İlişki ilerledikçe ve partnerinizi hayatınızın her alanına dâhil ettikçe aradaki bağ kuvvetlenir. Ancak ilişkinin en başında gösterilen özenler, hediyeler ve sevgi solu sözcükler yavaş yavaş yok olmaya başlar. Bu dönem ilişkinin olgunlaştığını gösterebilir ama romantizme olan özlem de bununla birlikte artmaya başlar.
Çoğunlukla partnerimizi fark etmeyi, takdir etmeyi ve hatta sevgi göstermeyi unutabiliyoruz. Çünkü uzun zamandır birlikteyizdir ve onun hep yanımızda olacağını düşünürüz. Ancak unutmayın ki ilgi kaybolduğu zaman yaşanılan şeylerin o kadar da önemi kalmıyor. Bu nedenle ne yaparsanız yapın, onun sizi asla bırakmayacağı düşüncesine kapılmak büyük bir hata olur.
Her çifti birleştiren özel sırlar vardır ve ortakların bu samimi alana saygı duyması çok önemlidir. Diğer insanlara bu alanlarla ilgili bilgi vererek partnerinizi incitebilirsiniz. Çünkü yaşanılan her şey iki kişiye özeldir ve o iki kişinin dışına da çıkmamalıdır. Eğer aranızdaki güveninin kalıcı olmasını istiyorsanız, özel alanlarınıza başkalarını dâhil etmemeniz gerekir.

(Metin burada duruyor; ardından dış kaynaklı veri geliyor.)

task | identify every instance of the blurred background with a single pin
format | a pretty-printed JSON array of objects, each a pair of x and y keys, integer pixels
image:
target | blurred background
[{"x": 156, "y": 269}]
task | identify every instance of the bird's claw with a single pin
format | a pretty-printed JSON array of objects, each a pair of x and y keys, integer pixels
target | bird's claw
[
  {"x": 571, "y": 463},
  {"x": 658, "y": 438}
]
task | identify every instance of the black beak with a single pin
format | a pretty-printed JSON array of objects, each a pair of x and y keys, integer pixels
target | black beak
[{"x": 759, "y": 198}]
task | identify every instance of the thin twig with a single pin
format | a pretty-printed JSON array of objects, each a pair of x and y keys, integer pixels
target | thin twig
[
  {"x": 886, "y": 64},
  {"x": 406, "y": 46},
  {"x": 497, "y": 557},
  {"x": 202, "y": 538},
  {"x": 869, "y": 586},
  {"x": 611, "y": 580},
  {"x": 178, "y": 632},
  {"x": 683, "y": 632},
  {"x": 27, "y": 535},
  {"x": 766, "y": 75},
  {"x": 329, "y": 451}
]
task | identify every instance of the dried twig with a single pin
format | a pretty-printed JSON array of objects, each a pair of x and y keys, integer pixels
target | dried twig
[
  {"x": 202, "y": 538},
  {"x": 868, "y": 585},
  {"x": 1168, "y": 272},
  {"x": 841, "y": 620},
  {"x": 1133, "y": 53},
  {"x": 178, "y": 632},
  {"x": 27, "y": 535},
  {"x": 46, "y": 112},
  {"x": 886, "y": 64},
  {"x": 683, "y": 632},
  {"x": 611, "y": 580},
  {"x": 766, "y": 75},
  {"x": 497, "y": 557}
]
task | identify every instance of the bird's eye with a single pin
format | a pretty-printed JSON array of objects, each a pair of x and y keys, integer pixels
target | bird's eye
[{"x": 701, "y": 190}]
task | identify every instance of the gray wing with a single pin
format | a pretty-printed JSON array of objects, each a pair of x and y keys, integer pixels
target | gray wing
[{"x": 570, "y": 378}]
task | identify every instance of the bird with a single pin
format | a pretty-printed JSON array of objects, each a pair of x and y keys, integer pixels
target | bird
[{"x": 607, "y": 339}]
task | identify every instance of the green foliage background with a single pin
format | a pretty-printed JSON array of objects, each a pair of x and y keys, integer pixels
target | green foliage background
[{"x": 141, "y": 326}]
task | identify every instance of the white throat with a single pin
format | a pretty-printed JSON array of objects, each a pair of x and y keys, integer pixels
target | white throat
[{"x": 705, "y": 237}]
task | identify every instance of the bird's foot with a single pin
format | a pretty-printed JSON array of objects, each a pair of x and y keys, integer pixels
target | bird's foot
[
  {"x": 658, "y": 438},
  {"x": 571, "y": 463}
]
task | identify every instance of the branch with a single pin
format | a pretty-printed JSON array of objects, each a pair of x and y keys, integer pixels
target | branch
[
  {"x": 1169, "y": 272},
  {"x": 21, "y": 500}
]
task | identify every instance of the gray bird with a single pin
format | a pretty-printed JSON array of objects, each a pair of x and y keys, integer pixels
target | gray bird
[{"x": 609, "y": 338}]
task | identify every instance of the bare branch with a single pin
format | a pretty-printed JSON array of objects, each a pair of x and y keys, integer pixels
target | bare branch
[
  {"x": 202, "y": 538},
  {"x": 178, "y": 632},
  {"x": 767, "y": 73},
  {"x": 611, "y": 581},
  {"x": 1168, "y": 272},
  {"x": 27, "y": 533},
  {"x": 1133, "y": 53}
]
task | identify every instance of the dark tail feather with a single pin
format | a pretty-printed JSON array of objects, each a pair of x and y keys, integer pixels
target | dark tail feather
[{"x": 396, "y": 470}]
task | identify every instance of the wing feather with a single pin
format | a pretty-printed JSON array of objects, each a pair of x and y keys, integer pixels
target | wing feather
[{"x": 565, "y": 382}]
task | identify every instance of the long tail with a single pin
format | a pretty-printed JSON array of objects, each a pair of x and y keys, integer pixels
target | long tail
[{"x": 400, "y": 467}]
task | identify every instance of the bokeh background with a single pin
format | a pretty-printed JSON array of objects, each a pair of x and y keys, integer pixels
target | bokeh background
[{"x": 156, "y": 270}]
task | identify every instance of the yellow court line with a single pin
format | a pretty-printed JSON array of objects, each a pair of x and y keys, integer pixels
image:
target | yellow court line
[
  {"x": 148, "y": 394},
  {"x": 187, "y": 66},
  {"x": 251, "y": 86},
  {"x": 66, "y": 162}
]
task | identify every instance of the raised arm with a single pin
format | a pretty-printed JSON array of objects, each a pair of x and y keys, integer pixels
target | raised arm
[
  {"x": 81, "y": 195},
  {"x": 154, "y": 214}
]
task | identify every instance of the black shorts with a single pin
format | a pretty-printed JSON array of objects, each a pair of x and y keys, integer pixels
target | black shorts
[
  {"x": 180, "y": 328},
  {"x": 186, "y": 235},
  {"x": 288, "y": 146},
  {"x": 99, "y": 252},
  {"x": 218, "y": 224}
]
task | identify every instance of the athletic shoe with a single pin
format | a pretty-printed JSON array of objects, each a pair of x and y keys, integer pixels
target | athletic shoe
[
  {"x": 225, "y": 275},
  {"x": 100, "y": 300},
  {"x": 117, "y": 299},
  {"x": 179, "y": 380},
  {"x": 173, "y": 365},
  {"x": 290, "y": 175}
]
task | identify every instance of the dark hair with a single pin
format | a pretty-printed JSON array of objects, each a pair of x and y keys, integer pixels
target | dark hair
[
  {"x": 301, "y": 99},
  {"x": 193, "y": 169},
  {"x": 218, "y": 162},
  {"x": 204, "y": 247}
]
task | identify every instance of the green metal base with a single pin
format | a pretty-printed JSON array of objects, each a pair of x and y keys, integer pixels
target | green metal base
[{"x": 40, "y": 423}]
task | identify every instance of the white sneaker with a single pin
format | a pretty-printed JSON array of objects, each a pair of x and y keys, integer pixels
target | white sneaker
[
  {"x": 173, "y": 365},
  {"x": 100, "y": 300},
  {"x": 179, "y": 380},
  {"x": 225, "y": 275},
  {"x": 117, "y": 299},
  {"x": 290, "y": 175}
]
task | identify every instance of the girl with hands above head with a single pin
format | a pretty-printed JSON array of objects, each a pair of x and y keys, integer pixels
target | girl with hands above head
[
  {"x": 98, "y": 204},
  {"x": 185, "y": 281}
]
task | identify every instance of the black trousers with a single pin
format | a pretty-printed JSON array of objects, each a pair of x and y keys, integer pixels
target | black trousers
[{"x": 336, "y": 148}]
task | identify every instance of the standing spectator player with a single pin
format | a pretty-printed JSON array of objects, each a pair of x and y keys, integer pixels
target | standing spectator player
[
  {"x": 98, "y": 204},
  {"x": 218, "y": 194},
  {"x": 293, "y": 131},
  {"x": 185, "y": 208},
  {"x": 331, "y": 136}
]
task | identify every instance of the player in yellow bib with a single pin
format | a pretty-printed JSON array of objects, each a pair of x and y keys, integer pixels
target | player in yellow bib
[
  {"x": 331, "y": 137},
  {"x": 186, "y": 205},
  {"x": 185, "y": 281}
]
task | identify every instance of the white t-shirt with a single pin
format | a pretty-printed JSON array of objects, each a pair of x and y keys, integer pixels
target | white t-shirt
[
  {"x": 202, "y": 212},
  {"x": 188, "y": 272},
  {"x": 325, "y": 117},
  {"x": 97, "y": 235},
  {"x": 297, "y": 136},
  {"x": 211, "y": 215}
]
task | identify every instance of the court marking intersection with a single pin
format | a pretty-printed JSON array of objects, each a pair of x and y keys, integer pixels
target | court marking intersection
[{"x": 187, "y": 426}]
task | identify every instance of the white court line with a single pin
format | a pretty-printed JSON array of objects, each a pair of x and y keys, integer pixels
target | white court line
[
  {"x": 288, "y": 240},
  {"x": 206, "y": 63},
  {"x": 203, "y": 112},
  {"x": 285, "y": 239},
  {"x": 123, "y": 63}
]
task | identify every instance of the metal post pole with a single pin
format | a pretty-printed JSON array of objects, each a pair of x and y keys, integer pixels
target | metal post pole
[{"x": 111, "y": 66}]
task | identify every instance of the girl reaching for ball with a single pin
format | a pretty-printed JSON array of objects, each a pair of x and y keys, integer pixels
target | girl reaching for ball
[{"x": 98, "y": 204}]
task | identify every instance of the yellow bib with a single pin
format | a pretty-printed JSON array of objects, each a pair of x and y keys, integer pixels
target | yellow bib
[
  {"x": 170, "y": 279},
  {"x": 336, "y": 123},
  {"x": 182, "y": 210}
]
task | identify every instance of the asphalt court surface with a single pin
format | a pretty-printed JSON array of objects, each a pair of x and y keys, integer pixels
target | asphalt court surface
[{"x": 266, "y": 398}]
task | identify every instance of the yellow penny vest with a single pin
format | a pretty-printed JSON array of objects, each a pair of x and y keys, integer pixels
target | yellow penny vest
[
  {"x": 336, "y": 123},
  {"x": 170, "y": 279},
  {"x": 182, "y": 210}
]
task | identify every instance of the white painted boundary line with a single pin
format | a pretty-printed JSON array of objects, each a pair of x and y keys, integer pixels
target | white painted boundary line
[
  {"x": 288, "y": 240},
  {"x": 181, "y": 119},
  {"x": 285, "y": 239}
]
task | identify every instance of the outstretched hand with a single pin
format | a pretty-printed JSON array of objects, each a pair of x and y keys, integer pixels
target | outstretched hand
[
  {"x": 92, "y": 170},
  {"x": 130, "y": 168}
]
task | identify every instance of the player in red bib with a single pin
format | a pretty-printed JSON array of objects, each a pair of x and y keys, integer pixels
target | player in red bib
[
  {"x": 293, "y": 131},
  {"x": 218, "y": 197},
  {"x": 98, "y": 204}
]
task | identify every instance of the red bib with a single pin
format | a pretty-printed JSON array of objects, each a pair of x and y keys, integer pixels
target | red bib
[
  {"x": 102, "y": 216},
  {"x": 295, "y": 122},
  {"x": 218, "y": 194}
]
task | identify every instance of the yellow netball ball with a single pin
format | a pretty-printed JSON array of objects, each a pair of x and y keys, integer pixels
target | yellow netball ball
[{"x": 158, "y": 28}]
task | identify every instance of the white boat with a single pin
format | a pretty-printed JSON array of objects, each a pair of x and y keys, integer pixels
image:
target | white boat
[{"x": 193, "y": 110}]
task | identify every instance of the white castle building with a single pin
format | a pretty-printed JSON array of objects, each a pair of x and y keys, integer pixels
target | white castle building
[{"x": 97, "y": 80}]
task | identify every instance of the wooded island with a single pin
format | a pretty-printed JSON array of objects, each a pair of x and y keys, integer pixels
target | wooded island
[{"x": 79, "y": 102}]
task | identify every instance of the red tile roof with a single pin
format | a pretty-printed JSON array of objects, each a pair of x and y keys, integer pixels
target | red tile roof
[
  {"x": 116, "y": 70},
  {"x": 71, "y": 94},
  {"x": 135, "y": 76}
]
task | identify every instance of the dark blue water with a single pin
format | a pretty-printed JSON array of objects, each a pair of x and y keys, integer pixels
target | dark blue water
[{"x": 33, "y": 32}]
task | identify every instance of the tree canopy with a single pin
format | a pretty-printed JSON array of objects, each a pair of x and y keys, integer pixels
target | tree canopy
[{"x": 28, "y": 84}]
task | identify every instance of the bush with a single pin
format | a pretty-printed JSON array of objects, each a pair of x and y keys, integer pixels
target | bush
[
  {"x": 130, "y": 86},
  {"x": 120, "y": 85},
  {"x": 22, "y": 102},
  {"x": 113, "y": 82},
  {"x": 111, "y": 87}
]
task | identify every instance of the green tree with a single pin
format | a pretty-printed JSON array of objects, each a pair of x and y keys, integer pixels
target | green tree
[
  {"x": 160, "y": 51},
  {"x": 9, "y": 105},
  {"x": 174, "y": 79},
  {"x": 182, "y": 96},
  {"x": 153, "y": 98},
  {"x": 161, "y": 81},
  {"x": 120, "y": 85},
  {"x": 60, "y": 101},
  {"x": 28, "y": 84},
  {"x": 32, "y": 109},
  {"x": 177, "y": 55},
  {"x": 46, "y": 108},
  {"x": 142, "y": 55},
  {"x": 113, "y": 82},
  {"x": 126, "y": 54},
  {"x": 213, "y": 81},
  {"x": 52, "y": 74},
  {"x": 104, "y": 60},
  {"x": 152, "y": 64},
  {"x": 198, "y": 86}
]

Evet, kimse kusursuz değil. İlişki içindeyken –özellikle de bu ilişki uzun süreliyse- partnerde her zaman değiştirilmek istenen yönler olur. Bu çok normal, çünkü kimse ideal (kişiye göre değişen bir kavram) insan seviyesinde değildir.
Eğer karşı tarafın sürekli olumsuz yanlarına dikkat kesilirseniz, olumlu yanlarını görmeniz çok daha zorlaşır. Bu nedenle de sakin olun ve sürekli şikâyet eden tarafa dönüşmeyin. Partnerinizle konuşun ve nelerden hoşlanıp hoşlanmadığınızı açıkça dile getirin. Sizinle olmayı istiyorsa zaten tüm bunlara dikkat edecektir.
Bazı ilişkilerdeki en büyük sorunlardan biri de hiçbir şey olmamış gibi davranmaktır. Partnerinizin söylediği veya yaptığı bir davranışı görmezden gelmek o an için mantıklı görünebilir. Ancak daha sonrasında yaşanacak sorunlar bu görmezden gelinen olaylarla daha da kötü bir hal alır.